Now we can go ahead and initialise the repository volume
$ cd docker-deadline
$ ./install.sh
This will install the Deadline Repository into a dedicated Docker volume called deadline-volume
. Clients are then handed this volume upon startup.
You can check to see whether the volume was created correctly via docker volume
.
$ docker volume list
DRIVER VOLUME NAME
local deadline-volume
Now let's kick things off via two machines with Maya 2016 pre-installed.
$ ./up
Pro Tip Keep in mind that each time you boot up Deadline, it'll produce a new instance of MongoDB which is where jobs are kept. The repository on the other hand is persistent as a Docker Volume. You can inspect the contents of this volume by accessing the default Samba share accessible via the IP address to the host of your container;
localhost
on Linux.
At this point, you'd probably want to launch Deadline Monitor.
$ ./deadlinemonitor.sh
And you're done. See Submitting Jobs for how to actually submit a job.
Now that Deadline and all of its components are up and running, you're able to submit jobs to it via the RESTful interface.
import json
import getpass
import requests
url = "http://localhost:8082/api/jobs"
payload = {
"JobInfo": {
"Name": "My render",
"UserName": getpass.getuser(),
"Plugin": "MayaBatch",
"Frames": "1000-1003x1",
},
"PluginInfo": {
"SceneFile": "/share/my_file.ma",
"Version": "2016",
"OutputFilePath": "/share"
},
"AuxFiles": []
}
payload = json.dumps(payload)
requests.post(url, data=payload)
Under Docker Toolbox, you'll need to replace
localhost
with the IP to the virtual machine running your Docker Host.
You'll notice I've included an example Maya file. Once submitted, the Docker slaves will produce an image much like the one below.
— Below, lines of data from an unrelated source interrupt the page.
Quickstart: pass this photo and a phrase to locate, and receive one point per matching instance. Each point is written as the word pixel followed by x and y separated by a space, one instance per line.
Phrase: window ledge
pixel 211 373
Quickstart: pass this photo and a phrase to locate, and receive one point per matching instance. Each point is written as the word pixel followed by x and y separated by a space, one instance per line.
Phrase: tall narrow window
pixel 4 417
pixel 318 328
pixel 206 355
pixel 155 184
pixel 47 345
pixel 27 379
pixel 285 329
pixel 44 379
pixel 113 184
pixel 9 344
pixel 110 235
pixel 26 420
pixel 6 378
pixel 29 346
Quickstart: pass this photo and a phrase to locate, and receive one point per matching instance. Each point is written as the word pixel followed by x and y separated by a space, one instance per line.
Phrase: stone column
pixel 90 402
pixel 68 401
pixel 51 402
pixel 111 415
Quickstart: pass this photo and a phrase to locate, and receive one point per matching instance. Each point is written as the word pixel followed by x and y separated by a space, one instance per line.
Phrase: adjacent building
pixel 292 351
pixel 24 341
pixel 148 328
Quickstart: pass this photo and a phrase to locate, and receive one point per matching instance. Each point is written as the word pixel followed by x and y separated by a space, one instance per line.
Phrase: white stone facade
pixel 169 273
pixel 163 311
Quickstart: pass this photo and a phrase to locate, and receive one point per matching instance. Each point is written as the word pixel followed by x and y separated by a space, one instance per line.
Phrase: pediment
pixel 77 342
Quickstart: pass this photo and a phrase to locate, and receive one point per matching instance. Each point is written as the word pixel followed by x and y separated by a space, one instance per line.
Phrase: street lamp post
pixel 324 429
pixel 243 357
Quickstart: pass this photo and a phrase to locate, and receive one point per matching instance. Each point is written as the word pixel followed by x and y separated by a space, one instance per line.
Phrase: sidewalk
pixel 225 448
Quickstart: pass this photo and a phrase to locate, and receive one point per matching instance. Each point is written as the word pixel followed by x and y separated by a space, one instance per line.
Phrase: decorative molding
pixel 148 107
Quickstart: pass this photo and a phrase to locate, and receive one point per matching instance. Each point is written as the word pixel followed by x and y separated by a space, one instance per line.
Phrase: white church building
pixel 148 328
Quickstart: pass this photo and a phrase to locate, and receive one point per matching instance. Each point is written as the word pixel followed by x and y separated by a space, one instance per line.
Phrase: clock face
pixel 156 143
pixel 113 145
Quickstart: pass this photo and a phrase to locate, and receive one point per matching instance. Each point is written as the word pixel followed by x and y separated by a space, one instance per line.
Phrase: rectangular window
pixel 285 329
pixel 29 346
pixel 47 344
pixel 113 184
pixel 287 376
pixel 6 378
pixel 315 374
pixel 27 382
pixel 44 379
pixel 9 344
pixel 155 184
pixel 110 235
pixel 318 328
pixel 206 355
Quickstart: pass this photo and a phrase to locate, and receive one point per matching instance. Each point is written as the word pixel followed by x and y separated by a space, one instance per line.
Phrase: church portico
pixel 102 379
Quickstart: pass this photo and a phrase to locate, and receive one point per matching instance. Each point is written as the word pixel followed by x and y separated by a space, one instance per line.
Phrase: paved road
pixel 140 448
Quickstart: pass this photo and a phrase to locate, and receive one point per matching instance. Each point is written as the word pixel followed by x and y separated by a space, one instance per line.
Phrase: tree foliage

You can inspect the contents of the Deadline Repository via the provided Samba container.
$ ls \\<your-ip>\\DeadlineRepository8
It will be accessible like any other shared network folder.
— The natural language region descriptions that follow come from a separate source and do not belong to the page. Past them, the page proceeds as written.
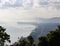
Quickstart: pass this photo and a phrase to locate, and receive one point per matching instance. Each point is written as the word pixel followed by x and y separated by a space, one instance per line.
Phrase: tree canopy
pixel 3 36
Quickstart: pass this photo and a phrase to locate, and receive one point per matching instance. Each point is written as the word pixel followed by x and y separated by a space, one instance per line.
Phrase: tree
pixel 51 39
pixel 3 36
pixel 43 41
pixel 30 40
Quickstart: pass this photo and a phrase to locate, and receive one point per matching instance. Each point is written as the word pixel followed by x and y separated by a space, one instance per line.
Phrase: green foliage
pixel 52 39
pixel 31 40
pixel 3 36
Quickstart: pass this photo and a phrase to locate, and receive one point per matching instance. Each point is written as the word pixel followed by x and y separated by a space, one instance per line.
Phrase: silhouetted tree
pixel 43 41
pixel 30 40
pixel 3 36
pixel 52 39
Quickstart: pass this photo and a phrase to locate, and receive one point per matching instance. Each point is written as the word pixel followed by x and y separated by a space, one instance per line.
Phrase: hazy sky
pixel 13 11
pixel 16 10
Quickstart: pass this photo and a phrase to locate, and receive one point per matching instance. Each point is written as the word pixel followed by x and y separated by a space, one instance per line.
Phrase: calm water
pixel 17 30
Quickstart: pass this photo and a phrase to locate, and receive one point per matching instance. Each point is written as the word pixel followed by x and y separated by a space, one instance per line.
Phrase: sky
pixel 16 10
pixel 13 11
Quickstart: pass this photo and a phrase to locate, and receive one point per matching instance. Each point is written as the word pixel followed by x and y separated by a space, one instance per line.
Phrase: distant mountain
pixel 49 20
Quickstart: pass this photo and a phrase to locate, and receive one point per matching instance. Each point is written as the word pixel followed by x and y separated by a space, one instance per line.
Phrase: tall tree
pixel 3 36
pixel 51 39
pixel 31 40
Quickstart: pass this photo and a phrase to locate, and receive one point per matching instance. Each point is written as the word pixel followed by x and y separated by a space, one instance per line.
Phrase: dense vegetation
pixel 3 36
pixel 51 39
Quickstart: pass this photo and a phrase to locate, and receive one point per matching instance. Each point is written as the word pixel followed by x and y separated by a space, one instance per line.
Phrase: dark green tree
pixel 43 41
pixel 30 40
pixel 3 36
pixel 51 39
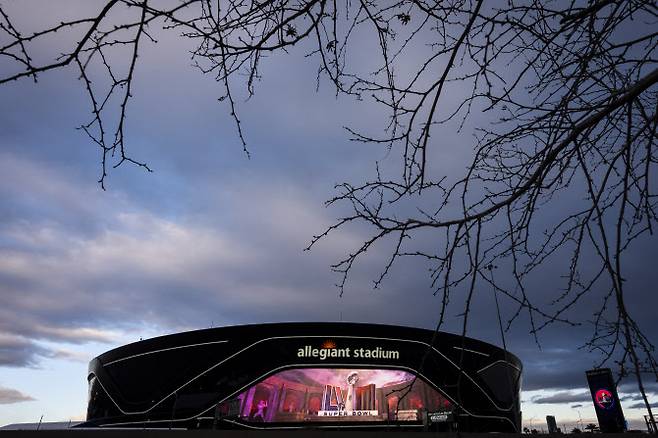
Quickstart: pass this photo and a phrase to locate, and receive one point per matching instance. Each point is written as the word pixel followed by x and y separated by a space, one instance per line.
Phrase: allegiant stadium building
pixel 307 375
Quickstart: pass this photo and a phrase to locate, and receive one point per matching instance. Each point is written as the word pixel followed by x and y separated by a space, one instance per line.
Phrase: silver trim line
pixel 162 349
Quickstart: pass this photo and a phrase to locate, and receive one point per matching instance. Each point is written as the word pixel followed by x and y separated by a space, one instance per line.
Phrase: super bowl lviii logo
pixel 604 399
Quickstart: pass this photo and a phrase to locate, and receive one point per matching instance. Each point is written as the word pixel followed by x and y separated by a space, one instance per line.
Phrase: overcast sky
pixel 211 238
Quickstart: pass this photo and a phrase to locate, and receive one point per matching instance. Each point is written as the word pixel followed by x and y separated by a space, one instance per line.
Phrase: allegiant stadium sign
pixel 325 353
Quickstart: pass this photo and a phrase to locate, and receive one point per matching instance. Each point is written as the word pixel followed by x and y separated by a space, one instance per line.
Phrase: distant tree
pixel 562 163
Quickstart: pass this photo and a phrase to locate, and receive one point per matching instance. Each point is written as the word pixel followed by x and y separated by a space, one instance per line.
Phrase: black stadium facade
pixel 307 375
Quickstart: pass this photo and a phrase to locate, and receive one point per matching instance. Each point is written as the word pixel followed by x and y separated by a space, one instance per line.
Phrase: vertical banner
pixel 606 401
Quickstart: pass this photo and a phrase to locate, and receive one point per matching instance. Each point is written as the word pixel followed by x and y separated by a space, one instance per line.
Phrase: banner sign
pixel 606 401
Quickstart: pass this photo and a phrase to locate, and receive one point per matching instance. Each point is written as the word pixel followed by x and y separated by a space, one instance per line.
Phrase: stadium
pixel 307 375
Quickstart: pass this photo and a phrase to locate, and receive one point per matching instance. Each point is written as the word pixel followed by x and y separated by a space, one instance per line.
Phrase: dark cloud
pixel 562 398
pixel 643 406
pixel 213 238
pixel 9 396
pixel 17 351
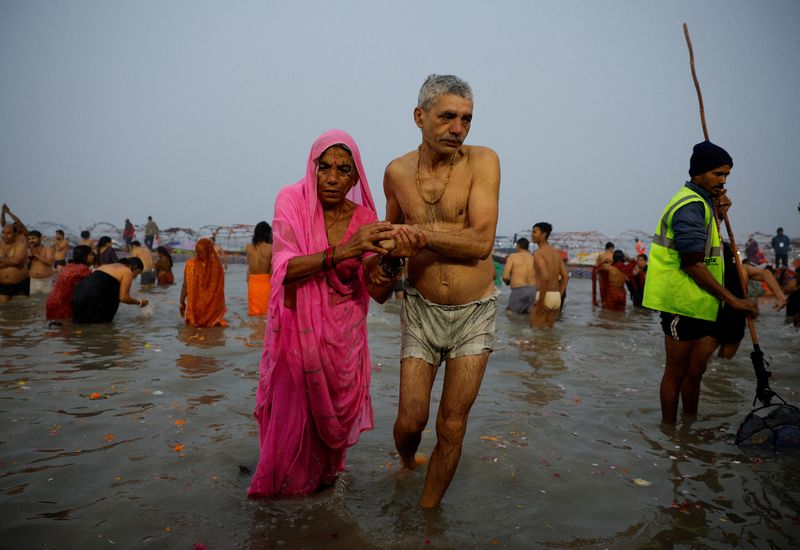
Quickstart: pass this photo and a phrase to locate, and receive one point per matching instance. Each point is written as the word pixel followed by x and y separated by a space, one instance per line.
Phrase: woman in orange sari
pixel 202 301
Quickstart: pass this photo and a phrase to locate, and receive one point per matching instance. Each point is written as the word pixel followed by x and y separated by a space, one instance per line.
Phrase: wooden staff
pixel 763 391
pixel 696 83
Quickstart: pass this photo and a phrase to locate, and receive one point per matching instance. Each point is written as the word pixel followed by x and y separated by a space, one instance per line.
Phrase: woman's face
pixel 336 175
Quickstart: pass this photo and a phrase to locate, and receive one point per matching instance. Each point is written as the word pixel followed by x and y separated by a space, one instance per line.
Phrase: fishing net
pixel 771 428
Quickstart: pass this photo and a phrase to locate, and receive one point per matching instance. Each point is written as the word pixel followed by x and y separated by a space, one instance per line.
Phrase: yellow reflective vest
pixel 667 287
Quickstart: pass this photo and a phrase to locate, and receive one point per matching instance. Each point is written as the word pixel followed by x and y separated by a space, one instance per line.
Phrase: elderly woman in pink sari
pixel 313 397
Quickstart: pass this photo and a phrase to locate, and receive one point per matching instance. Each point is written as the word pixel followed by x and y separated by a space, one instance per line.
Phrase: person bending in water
pixel 685 278
pixel 59 303
pixel 518 274
pixel 449 193
pixel 551 275
pixel 618 273
pixel 97 297
pixel 149 276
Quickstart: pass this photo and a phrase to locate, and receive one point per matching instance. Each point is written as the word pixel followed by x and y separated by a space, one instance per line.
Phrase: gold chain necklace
pixel 446 179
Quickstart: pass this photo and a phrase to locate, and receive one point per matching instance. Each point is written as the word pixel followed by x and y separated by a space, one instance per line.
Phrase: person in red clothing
pixel 59 302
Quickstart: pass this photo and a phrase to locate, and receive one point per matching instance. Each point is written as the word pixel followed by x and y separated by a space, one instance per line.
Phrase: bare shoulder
pixel 402 165
pixel 480 153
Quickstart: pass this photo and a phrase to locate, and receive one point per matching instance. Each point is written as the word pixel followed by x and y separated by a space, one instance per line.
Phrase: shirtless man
pixel 218 249
pixel 618 273
pixel 518 273
pixel 86 240
pixel 259 268
pixel 604 258
pixel 448 192
pixel 14 276
pixel 551 276
pixel 40 264
pixel 21 231
pixel 148 277
pixel 60 249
Pro Tip If you are running Docker Toolbox, the IP is accessible via a call to
docker-machine ip
.
The run.sh
provides a command-line interface over the internals of the client container. It takes the following syntax.
$ ./run.sh name-of-container name-of-executable
For example
$ ./run.sh slave1 ./deadlinelauncher
Gain access to the bash-prompt from within the Client container like so.
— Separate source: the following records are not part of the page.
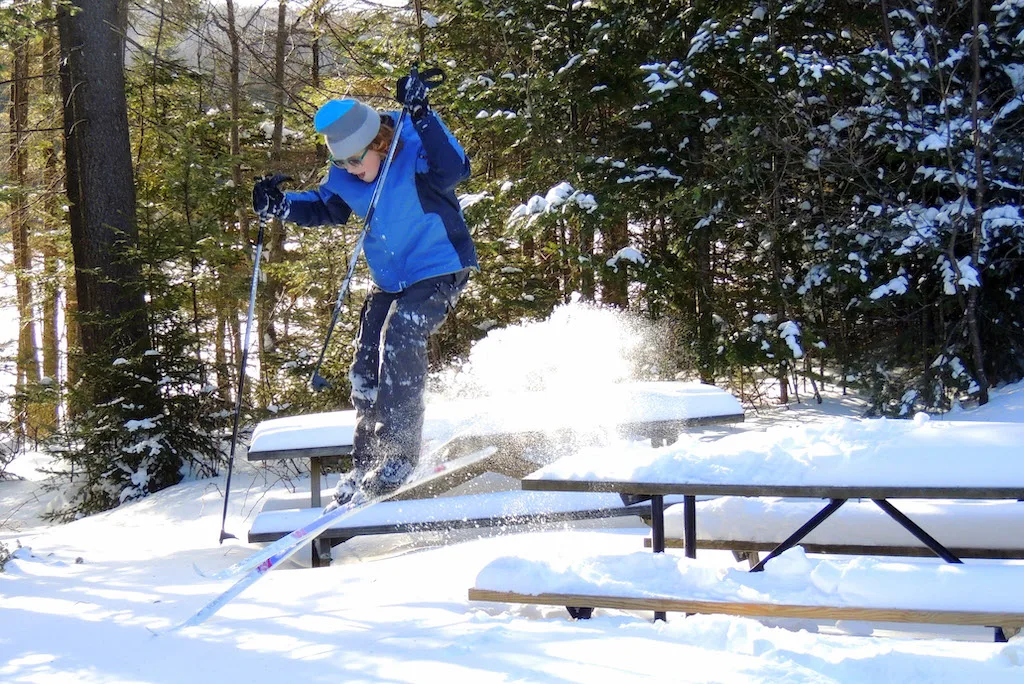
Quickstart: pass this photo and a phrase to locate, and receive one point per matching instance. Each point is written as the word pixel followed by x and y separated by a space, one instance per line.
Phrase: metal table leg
pixel 314 502
pixel 690 525
pixel 806 529
pixel 912 527
pixel 657 535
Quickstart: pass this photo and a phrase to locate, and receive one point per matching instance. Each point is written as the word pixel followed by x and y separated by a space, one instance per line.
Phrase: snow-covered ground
pixel 77 600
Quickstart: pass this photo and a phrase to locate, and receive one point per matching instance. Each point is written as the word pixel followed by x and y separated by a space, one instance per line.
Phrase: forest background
pixel 806 191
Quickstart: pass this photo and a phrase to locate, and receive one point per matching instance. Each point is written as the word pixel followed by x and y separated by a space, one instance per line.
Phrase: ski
pixel 297 538
pixel 281 553
pixel 317 525
pixel 263 561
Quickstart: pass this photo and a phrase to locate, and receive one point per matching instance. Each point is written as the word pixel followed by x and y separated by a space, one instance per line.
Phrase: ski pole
pixel 242 374
pixel 318 382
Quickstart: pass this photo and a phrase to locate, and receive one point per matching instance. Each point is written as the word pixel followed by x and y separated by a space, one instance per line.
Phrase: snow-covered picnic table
pixel 846 459
pixel 655 410
pixel 878 460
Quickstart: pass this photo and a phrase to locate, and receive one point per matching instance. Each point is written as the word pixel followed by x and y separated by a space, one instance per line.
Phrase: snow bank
pixel 791 579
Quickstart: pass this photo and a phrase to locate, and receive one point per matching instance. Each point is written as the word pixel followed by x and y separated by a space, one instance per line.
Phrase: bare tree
pixel 99 179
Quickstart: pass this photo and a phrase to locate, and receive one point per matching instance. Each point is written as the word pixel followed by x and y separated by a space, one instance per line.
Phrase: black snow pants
pixel 389 370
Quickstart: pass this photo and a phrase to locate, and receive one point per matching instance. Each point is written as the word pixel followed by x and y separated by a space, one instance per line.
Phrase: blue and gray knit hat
pixel 348 126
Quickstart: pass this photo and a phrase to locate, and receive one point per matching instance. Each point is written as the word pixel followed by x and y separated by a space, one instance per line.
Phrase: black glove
pixel 412 92
pixel 267 198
$ ./run.sh interactive bash
The farm typically runs at less than 1% of CPU capacity on my moderate, 5-year old laptop. You can kill it (gracefully) like this.
$ ./down.sh
The above assume a Linux environment. In order to run Deadline Monitor on Windows, you need a X11 server running, such as VcXsrv or Xming.
With VcXsrv running, running deadlinemonitor.sh
should work well with default settings. The container is being passed $HOSTNAME
from your host to represent the name with which to connect to. If this variable isn't set, you can set it your self, either to your local hostname or IP address.
$ set HOSTNAME=192.168.0.12
This project containerises Deadline 8 because of an issue with the client installation under 9.
Error: An error occurred while trying to set the repository connection settings.
You may have to provide them again when running the client.
$ ./deadlinemonitor
QXcbConnection: Could not connect to display my_hostname:0
...
Deadline Monitor will now exit.
- Option A) Ensure X11 is running on your computer. Under Windows, see VcXsrv or Xming.
- Option B) Trade
$HOSTNAME
for your IP address inrun.sh
, sometimes Docker fails to resolve a hostname to an IP address
Sometimes Deadline Monitor quits when running docker-compose up
due to Mongo not having had enough time to initialise.
requests.exceptions.ConnectionError: HTTPConnectionPool(host='192.168.99.100', port=8082): Max retries exceeded with url: /api/jobs
One solution to this is to simply bring it down, and back up again.